Le compte entre les parties s’établit comme suit :
— solde d’emprunt restant dû par la Sarl La Jument Verte : 15.820,50 €
— sommes dues par les époux X :
* frais de pension pour B à compter du 1er juillet 2013
et arrêtés au 31 mai 2017 : 3.877,50 €
* frais de maréchal ferrant : 51,00 €
* indemnités de préavis pour 5 chevaux : 2.000,00 €
Total : 5.928,50 €
Après compensation des créances, la Sarl La Jument Verte reste devoir aux intimés la somme de 15.820,50 – 5.928,50 = 9.892 € qui produira intérêts au taux légal à compter du 23 janvier 2014.
VIII) Sur les frais et les dépens
Il n’apparaît pas inéquitable que chaque partie conserve la charge des frais non compris dans les dépens qu’elle a exposées en cause d’appel.
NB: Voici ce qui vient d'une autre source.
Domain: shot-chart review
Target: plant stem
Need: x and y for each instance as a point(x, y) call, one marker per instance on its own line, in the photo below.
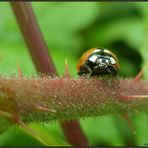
point(59, 99)
point(42, 60)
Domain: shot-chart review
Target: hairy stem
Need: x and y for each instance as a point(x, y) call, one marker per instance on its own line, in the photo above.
point(59, 99)
point(42, 60)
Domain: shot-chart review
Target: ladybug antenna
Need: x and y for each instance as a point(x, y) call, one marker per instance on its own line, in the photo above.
point(20, 74)
point(66, 75)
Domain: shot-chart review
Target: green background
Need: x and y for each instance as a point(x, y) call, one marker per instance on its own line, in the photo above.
point(71, 28)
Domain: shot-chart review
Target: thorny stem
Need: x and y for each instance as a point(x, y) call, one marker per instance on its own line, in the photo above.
point(42, 60)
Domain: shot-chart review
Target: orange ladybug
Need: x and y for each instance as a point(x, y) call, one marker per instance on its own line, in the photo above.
point(98, 61)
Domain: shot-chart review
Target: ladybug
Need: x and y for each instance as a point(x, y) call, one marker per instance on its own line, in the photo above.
point(98, 61)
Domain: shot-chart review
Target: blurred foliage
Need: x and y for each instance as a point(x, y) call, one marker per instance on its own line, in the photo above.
point(71, 28)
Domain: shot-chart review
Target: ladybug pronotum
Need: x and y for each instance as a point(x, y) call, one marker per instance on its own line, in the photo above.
point(98, 61)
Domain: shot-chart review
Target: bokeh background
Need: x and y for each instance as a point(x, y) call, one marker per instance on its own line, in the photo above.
point(71, 28)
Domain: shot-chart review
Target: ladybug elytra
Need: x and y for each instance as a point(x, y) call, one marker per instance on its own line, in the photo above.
point(98, 61)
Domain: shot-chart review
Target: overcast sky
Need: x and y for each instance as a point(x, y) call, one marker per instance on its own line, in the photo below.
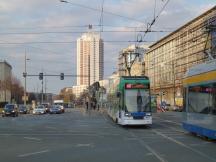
point(32, 26)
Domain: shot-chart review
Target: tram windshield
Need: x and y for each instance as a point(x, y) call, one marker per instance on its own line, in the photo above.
point(202, 99)
point(137, 100)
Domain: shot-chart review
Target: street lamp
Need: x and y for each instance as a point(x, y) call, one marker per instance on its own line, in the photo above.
point(173, 74)
point(25, 75)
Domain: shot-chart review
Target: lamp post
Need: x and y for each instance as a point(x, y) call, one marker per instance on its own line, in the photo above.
point(25, 75)
point(173, 74)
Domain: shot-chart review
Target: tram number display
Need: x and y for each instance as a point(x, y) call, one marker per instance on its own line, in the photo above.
point(136, 86)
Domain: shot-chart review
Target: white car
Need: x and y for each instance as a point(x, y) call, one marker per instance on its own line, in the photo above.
point(39, 110)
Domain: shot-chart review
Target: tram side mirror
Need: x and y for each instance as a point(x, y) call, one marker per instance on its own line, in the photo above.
point(118, 94)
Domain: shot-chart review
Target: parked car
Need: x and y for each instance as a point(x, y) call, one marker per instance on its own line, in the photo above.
point(62, 108)
point(39, 110)
point(23, 109)
point(10, 110)
point(55, 109)
point(47, 107)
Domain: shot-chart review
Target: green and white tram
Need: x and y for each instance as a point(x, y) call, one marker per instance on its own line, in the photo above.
point(200, 100)
point(130, 101)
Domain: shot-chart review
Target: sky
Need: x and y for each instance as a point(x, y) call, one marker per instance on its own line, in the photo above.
point(46, 30)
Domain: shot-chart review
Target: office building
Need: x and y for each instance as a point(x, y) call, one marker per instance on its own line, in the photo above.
point(90, 56)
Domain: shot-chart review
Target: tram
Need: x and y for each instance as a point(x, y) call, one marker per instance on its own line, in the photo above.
point(129, 100)
point(200, 100)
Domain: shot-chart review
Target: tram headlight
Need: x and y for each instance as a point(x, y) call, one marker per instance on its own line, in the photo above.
point(128, 114)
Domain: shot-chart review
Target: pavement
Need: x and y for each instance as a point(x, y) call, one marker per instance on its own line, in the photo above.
point(79, 136)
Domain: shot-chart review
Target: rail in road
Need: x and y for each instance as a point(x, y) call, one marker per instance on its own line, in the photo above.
point(80, 135)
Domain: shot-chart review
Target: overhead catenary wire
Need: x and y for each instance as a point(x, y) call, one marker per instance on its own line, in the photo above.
point(78, 32)
point(68, 42)
point(98, 10)
point(149, 25)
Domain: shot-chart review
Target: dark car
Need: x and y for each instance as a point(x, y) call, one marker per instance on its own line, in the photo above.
point(23, 109)
point(55, 109)
point(10, 110)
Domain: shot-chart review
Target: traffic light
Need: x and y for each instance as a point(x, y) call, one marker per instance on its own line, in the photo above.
point(40, 76)
point(62, 76)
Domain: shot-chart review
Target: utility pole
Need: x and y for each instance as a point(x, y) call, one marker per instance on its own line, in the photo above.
point(25, 75)
point(173, 70)
point(42, 92)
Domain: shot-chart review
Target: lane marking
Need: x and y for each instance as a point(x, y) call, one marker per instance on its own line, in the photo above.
point(51, 127)
point(32, 138)
point(150, 149)
point(85, 145)
point(33, 153)
point(185, 146)
point(169, 121)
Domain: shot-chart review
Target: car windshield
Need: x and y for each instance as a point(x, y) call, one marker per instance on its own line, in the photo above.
point(137, 100)
point(9, 107)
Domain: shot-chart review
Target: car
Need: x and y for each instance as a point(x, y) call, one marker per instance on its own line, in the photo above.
point(10, 110)
point(55, 109)
point(39, 110)
point(23, 109)
point(62, 107)
point(47, 107)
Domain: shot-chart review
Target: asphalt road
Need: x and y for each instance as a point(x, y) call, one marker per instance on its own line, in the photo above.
point(80, 136)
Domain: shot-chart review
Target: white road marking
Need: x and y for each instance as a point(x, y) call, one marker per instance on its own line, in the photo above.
point(33, 153)
point(51, 127)
point(173, 122)
point(183, 145)
point(32, 138)
point(151, 150)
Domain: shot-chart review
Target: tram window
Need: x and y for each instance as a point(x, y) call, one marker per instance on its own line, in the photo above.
point(137, 100)
point(202, 99)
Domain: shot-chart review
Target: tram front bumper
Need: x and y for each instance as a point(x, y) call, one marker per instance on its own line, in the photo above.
point(147, 120)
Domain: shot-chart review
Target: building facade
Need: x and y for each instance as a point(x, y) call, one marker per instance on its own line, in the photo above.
point(90, 56)
point(131, 57)
point(5, 81)
point(168, 59)
point(77, 90)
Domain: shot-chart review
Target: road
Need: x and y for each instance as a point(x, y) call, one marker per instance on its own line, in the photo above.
point(80, 136)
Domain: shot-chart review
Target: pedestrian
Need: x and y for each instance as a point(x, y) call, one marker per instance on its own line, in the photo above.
point(86, 105)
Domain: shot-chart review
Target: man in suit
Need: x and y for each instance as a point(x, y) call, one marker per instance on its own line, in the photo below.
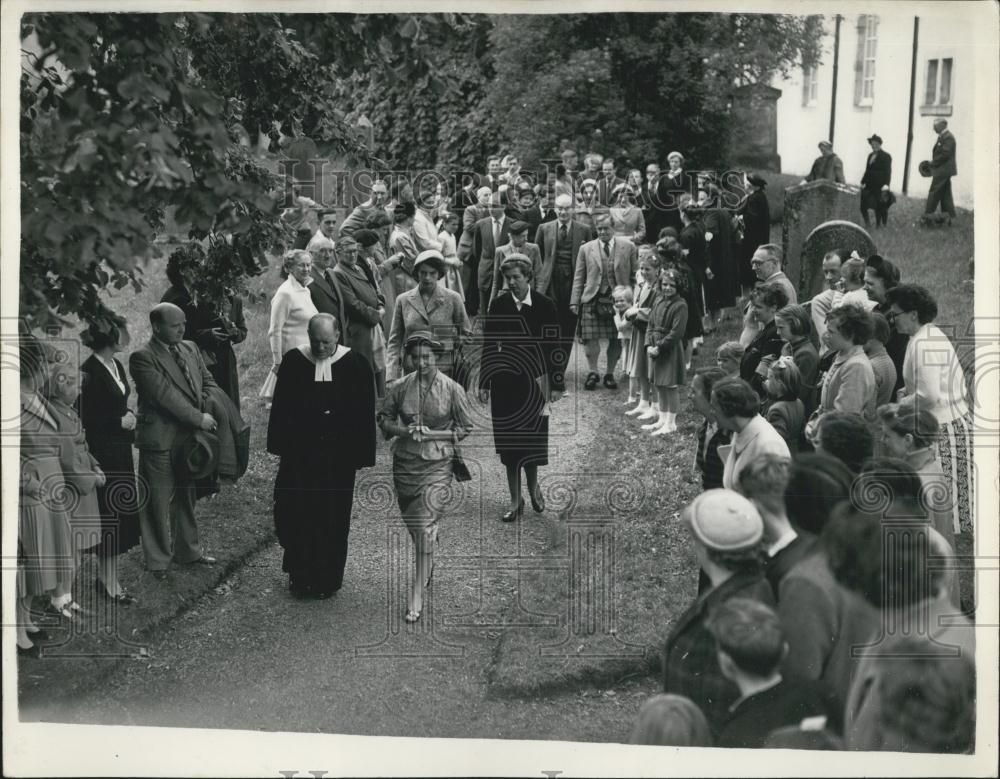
point(943, 167)
point(608, 181)
point(488, 235)
point(325, 289)
point(559, 244)
point(602, 265)
point(171, 381)
point(826, 166)
point(654, 200)
point(518, 245)
point(875, 184)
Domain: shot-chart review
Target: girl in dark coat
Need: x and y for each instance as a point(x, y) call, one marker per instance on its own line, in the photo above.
point(109, 428)
point(519, 376)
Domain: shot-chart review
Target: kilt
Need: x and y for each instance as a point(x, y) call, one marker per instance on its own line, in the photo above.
point(592, 326)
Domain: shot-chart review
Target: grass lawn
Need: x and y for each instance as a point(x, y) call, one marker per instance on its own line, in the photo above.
point(652, 563)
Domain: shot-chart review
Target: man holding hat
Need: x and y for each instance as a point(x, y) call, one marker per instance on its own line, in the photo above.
point(826, 166)
point(171, 380)
point(875, 184)
point(943, 167)
point(728, 535)
point(358, 218)
point(488, 235)
point(518, 245)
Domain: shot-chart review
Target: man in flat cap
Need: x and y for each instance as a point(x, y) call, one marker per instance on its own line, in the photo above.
point(875, 184)
point(943, 167)
point(488, 235)
point(518, 245)
point(171, 381)
point(826, 166)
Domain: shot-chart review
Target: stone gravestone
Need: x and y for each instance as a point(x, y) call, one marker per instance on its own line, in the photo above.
point(755, 112)
point(807, 206)
point(835, 234)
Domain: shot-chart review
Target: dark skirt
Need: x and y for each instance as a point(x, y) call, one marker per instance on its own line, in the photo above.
point(117, 500)
point(313, 498)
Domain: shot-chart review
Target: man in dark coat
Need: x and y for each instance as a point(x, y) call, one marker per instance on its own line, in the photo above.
point(213, 332)
point(826, 166)
point(875, 184)
point(756, 215)
point(322, 426)
point(943, 167)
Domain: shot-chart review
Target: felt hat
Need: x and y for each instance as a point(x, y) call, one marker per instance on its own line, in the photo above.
point(195, 456)
point(366, 238)
point(724, 521)
point(422, 337)
point(431, 257)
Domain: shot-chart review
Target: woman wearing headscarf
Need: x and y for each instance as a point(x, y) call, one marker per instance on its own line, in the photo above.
point(425, 414)
point(109, 426)
point(322, 426)
point(291, 310)
point(519, 377)
point(428, 307)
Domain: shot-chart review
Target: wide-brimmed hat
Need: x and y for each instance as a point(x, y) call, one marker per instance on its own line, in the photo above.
point(724, 520)
point(422, 337)
point(431, 257)
point(195, 456)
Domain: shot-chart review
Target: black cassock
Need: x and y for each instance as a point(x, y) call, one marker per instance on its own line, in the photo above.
point(323, 432)
point(518, 348)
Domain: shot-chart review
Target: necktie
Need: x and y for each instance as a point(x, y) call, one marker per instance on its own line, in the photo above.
point(175, 351)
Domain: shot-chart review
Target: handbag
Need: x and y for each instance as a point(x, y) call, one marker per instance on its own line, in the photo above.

Il ne sera donc pas fait application de l’article 700 du code de procédure civile, l’indemnité allouée en première instance au titre des frais irrépétibles étant néanmoins maintenue eu égard aux sommes restant dues par les appelants.
Chacune des parties succombant en ses prétentions, elles supporteront les dépens de première instance et d’appel qu’elles ont exposés.
PAR CES MOTIFS
La cour, statuant contradictoirement, après débats en audience publique et en avoir délibéré conformément à la loi,
Déboute les époux X de leur demande concernant l’extinction de l’instance d’appel.
Infirme le jugement rendu le 6 janvier 2016 par le tribunal de grande instance de Lons Le Saunier, sauf en ce qu’il a :
— constaté la résiliation unilatérale du contrat qui liait les époux X à la Sarl La Jument Verte à la date du 27 juin 2013,
— condamné M. E A à payer à M. et Mme X la somme de 1.000 € à titre de dommages-intérêts,
— condamné in solidum la Sarl La Jument Verte et M. E A à payer à M. et Mme X la somme de 2.500 € en application de l’article 700 du code de procédure civile.
Statuant à nouveau des chefs infirmés et ajoutant audit jugement,
Dit n’y avoir lieu de prononcer la résolution de la vente de la moitié des parts de la jument B Van’t Dexterhof intervenue le 30 janvier 2012 entre les parties.
Rejette la demande de dommages et intérêts formée par les époux X concernant cet achat.
Dit que le solde restant dû par la Sarl La Jument Verte au titre du prêt de 40.000 € consenti par les époux X s’élève à 15.820,50 €.
Fixe à 5.928,50 € le montant global des frais restant dus par les époux X à la Sarl La Jument Verte, la pension relative à la jument B Van’t Dexterhof étant arrêtée au 31 mai 2017.
Rejette le surplus des demandes formées par les parties.
Condamne en conséquence, après compensation des créances, la Sarl La Jument Verte à payer à M. et Mme D et G X la somme de neuf mille huit cent quatre vingt douze euros (9.892 €), qui produira intérêts au taux légal à compter du 23 janvier 2014.
Rejette les demandes formées à hauteur d’appel fondées sur l’article 700 du code de procédure civile.
Dit que chaque partie supportera la charge des dépens de première instance et d’appel qu’elle a exposés.
Ledit arrêt a été signé par M. Edouard Mazarin, président de chambre, magistrat ayant participé au délibéré, et par Mme Chantal Mouget, faisant fonction de greffier.